By Stephen: suil, suil, suil arun, suil go siocair agus suil go cuin (walk, walk, walk your way, walk in safety, walk with care).

By Bloom: Kifeloch, harimon rakatejch m’baad l’zamatejch (thy temple amid thy hair is as a slice of pomegranate).

How was a glyphic comparison of the phonic symbols of both languages made in substantiation of the oral comparison?

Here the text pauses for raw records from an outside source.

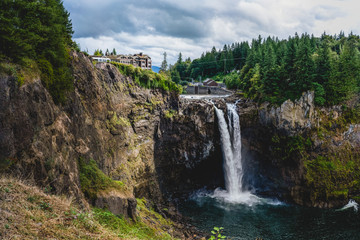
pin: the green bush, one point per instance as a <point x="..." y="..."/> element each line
<point x="93" y="180"/>
<point x="127" y="229"/>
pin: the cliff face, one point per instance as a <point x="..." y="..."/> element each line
<point x="302" y="154"/>
<point x="159" y="146"/>
<point x="149" y="141"/>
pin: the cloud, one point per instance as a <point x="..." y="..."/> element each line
<point x="194" y="26"/>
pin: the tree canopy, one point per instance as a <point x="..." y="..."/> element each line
<point x="275" y="70"/>
<point x="39" y="30"/>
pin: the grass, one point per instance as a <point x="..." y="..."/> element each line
<point x="93" y="180"/>
<point x="26" y="212"/>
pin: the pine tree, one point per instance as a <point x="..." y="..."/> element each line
<point x="164" y="64"/>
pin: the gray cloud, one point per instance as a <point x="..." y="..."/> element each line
<point x="194" y="26"/>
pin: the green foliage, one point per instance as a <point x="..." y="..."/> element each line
<point x="5" y="163"/>
<point x="41" y="31"/>
<point x="217" y="234"/>
<point x="148" y="78"/>
<point x="126" y="229"/>
<point x="93" y="180"/>
<point x="275" y="70"/>
<point x="334" y="176"/>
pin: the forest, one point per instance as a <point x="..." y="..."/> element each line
<point x="276" y="70"/>
<point x="36" y="35"/>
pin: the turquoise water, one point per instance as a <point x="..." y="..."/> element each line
<point x="270" y="219"/>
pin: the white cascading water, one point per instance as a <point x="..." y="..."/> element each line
<point x="231" y="147"/>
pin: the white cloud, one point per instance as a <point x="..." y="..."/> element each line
<point x="192" y="27"/>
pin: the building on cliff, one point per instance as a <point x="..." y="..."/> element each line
<point x="137" y="60"/>
<point x="209" y="82"/>
<point x="100" y="59"/>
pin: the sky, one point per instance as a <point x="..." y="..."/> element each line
<point x="195" y="26"/>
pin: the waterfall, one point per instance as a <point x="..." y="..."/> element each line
<point x="231" y="147"/>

By juxtaposition. On the penultimate blank page of a book of inferior literary style, entituled Sweets of Sin (produced by Bloom and so manipulated that its front cover came in contact with the surface of the table) with a pencil (supplied by Stephen) Stephen wrote the Irish characters for gee, eh, dee, em, simple and modified, and Bloom in turn wrote the Hebrew characters ghimel, aleph, daleth and (in the absence of mem) a substituted qoph, explaining their arithmetical values as ordinal and cardinal numbers, videlicet 3, 1, 4, and 100.

Was the knowledge possessed by both of each of these languages, the extinct and the revived, theoretical or practical?

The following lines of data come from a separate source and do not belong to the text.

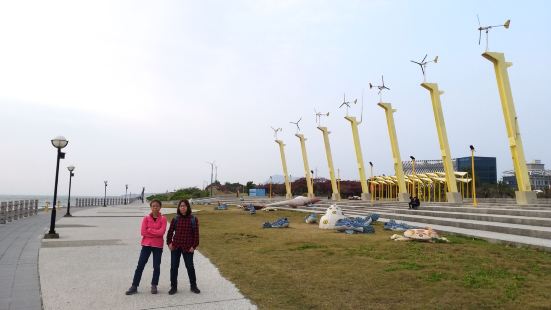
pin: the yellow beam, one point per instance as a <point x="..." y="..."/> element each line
<point x="288" y="194"/>
<point x="524" y="195"/>
<point x="306" y="166"/>
<point x="359" y="156"/>
<point x="452" y="195"/>
<point x="335" y="195"/>
<point x="398" y="169"/>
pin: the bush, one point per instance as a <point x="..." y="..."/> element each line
<point x="184" y="193"/>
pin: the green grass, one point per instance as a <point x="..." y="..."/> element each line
<point x="303" y="267"/>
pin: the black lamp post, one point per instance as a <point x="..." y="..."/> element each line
<point x="71" y="175"/>
<point x="105" y="194"/>
<point x="59" y="143"/>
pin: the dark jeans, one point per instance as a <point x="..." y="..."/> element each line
<point x="144" y="257"/>
<point x="175" y="264"/>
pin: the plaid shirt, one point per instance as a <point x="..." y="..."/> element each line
<point x="183" y="236"/>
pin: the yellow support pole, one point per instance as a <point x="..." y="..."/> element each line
<point x="306" y="166"/>
<point x="335" y="195"/>
<point x="398" y="169"/>
<point x="288" y="194"/>
<point x="524" y="195"/>
<point x="452" y="195"/>
<point x="371" y="189"/>
<point x="359" y="157"/>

Theoretical, being confined to certain grammatical rules of accidence and syntax and practically excluding vocabulary.

What points of contact existed between these languages and between the peoples who spoke them?

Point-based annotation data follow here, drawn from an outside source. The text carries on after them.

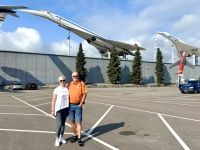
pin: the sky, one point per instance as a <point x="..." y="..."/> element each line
<point x="130" y="21"/>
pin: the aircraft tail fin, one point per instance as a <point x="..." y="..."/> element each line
<point x="2" y="18"/>
<point x="187" y="63"/>
<point x="174" y="64"/>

The presence of guttural sounds, diacritic aspirations, epenthetic and servile letters in both languages: their antiquity, both having been taught on the plain of Shinar 242 years after the deluge in the seminary instituted by Fenius Farsaigh, descendant of Noah, progenitor of Israel, and ascendant of Heber and Heremon, progenitors of Ireland: their archaeological, genealogical, hagiographical, exegetical, homiletic, toponomastic, historical and religious literatures comprising the works of rabbis and culdees, Torah, Talmud (Mischna and Ghemara), Massor, Pentateuch, Book of the Dun Cow, Book of Ballymote, Garland of Howth, Book of Kells: their dispersal, persecution, survival and revival: the isolation of their synagogical and ecclesiastical rites in ghetto (S. Mary’s Abbey) and masshouse (Adam and Eve’s tavern): the proscription of their national costumes in penal laws and jewish dress acts: the restoration in Chanah David of Zion and the possibility of Irish political autonomy or devolution.